Their trying to control what you post in other channels!

Bongino is a bit of a king maker.

If Rumble doesn’t drop the ball like Parler did, they could rise on this move along with a lot of other content creators.

The truth is that a lot of content creators are sick of youtube and would love to go elsewhere if it were viable.

Doughnut operator, Herrera, Warrior Poet, Critical Drinker and countless more. Many are not all that political but are sick of youtube’s woke garbage and evil business practices.

    henrybowman in reply to Andy. | January 28, 2022 at 7:33 am

    Action item: whenever discussing YouTube with leftists from now on, be sure to drop the term “echo chamber” early and often. They hate having that pushed in their faces.
    “Pick the target, freeze it, personalize it, polarize it.”

    TargaGTS in reply to Andy. | January 28, 2022 at 8:28 pm

    YouTube is one of the three most powerful websites in the western world.

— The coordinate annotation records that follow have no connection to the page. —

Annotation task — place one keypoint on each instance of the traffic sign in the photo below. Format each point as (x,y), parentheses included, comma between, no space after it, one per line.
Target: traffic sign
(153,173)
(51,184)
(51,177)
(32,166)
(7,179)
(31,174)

Alexas ranks it #2 globally in Internet engagement and it’s the third biggest search engine on the planet trailing only Bing and parent Google.

    Rumble is barely in the top 900. It’s apples and oranges. And for that reason, there currently aren’t any viable alternatives to YouTube. To have a viable alternative, a startup would need to have access to billions in capital and the wherewithal to lose money for several years, maybe even a decade or more, as YouTube itself did.

This afternoon, Google has upped the ante by stripping Bongino’s website of access to Google’s AdSense. That’s the service that allows website operators to serve ads. AdSense is EASILY the most powerful advertising service in cyberspace. While it’s not striclty a monopoly as it ‘only’ has 52% market share, because of complex reasons dealing with how internet advertising works in a practical sense, AdSense is effectively a monopoly.